Regression is a statistical tool for investigating the relationships between variables. Simple linear regression is the simplest form of regression; it creates a linear model for the relationship between the dependent variable and a single independent variable. Visually, simple linear regression "draws" a trend line on the scatter plot of two variables that best approximates their linear relationship. The model can be expressed with the two parameters of its line: slope and intercept. Other models use more parameters for more complex curves. This is one of the most popular tools in statistics, and it is frequently used as a predictor for machine learning.
Explanation and history
At the core of linear regression is the method of least squares. In this method, the linear trend line is chosen which minimizes the sum of every data point’s squared residual (deviation from the model).
The method of least squares was independently discovered by Carl Friedrich-Gauss and Adrien-Marie Legendre in the early 19th century. The linear regression methods used today can be primarily attributed to the work of R.A. Fisher in the 1920s.
Use-cases
In simple linear regression, both the independent and dependent variables must be numeric. The dependent variable (y
) can then be expressed in terms of the independent variable (x
) using the two line parameters intercept (a
) and slope (b
) with the equation y = a + b * x
. For these approximations to be meaningful, the dependent variable should take continuous values. The relationship between any two variables satisfying these conditions can be analyzed with simple linear regression. However, the model will only be successful for linearly related data. Some common examples include:
-
Predicting housing prices with square footage, number of bedrooms, number of bathrooms, etc.
-
Analyzing sales of a product using pricing or performance information
-
Calculating causal relationships between parameters in biological systems
Constraints
Because simple linear regression is so straightforward, it can be used with any numeric data pair. The real question is how well the best model fits the data. There are several measurements which attempt to quantify the success of the model. For example, the coefficient of determination (r2
) is the proportion of the variance in the dependent variable that is predictable from the independent variable.
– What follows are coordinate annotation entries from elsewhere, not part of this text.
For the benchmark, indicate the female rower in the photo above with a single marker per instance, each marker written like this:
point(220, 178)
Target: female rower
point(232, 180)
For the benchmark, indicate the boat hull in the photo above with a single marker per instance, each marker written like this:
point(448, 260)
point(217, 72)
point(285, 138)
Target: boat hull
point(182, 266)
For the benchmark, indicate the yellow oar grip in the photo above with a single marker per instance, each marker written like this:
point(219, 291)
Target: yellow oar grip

A coefficient r2 = 1
indicates that the variance in the dependent variable is entirely predictable from the independent variable (and thus the model is perfect).
Example
Let’s look at a straightforward example—predicting short term rental listing prices using the listing’s number of bedrooms. Run :play http://guides.neo4j.com/listings
and follow the import statements to load Will Lyon’s rental listing graph.
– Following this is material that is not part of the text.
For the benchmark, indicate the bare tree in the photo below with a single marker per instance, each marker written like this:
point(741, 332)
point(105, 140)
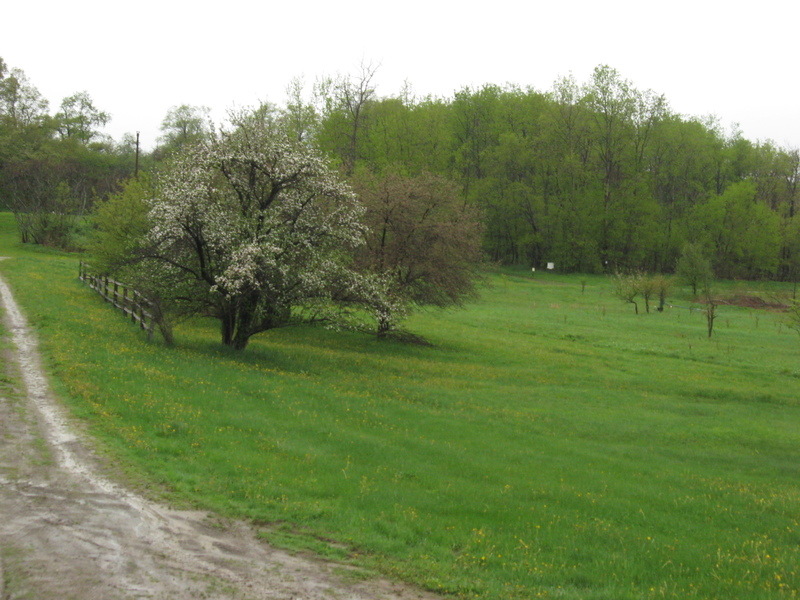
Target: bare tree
point(423, 245)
CALL regression.linear.create('airbnb prices')
MATCH (list:Listing)-[n:IN_NEIGHBORHOOD]->(hood:Neighborhood {neighborhood_id:'78704'})
WHERE exists(list.bedrooms)
AND exists(list.price)
AND NOT list:Trained
CALL regression.linear.add('airbnb prices', [list.bedrooms], list.price)
SET list:Trained
RETURN *
RETURN regression.linear.predict('airbnb prices', [4])
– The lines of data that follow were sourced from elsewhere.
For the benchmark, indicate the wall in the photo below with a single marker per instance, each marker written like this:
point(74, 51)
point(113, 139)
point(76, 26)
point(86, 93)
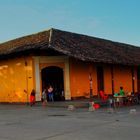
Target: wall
point(16, 80)
point(123, 77)
point(79, 78)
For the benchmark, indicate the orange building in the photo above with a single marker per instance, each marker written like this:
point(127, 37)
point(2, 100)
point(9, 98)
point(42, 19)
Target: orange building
point(76, 65)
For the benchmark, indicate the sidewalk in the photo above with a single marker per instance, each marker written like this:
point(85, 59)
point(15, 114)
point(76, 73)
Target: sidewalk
point(83, 103)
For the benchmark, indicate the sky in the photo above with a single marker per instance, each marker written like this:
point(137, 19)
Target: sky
point(116, 20)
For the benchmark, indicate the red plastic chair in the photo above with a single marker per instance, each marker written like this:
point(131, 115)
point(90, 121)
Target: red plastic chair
point(103, 96)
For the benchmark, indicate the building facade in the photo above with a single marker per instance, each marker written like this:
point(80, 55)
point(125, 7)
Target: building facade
point(76, 65)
MATCH (list:Listing)-[:IN_NEIGHBORHOOD]->(:Neighborhood {neighborhood_id:'78704'})
WHERE exists(list.bedrooms) AND NOT exists(list.price)
SET list.predicted_price = regression.linear.predict('airbnb prices', [list.bedrooms])
MATCH (list:Listing {listing_id:'2467149'})-[:IN_NEIGHBORHOOD]->(:Neighborhood {neighborhood_id:'78704'})
CALL regression.linear.remove('airbnb prices', [list.bedrooms], list.price)
REMOVE list:Trained
MATCH (list:Listing)-[:IN_NEIGHBORHOOD]->(:Neighborhood {neighborhood_id:'78701'})
WHERE exists(list.bedrooms)
AND exists(list.price)
AND NOT list:Trained
CALL regression.linear.add('airbnb prices', [list.bedrooms], list.price)
SET list:Trained RETURN list
CALL regression.linear.info('airbnb prices')
YIELD model, framework, hasConstant, numVars, state, N, info
MERGE (m:ModelNode {model: 'airbnb prices'})
SET m.data = regression.linear.data('airbnb prices')
CALL regression.linear.delete('airbnb prices')
YIELD model, framework, hasConstant, numVars, state, N, info
MATCH (m:ModelNode {model: 'airbnb prices'})
CALL regression.linear.load('airbnb prices', m.data)
YIELD model, framework, hasConstant, numVars, state, N, info
RETURN model, framework, hasConstant, numVars, state, N, info
Now the model is ready for further data changes and predictions!
Syntax
The simple linear regression procedures were created so that the same procedures may be used for multiple linear regression. Therefore, independent variable must be specified [in brackets] and you must specify number of variables (1) at time of creation as well as the type of model you would like to create ("Simple").
If your queries return duplicate values (eg: both directions of the same relationship) then data from the same observation may be added to the model multiple times. This will make your model less accurate. It is recommended that you be careful with queries (eg: specify direction of relationship) or store somewhere in relevant nodes/relationships whether this data has been added to the model. This way you can be sure to select relevant data points which have not yet been added to the model.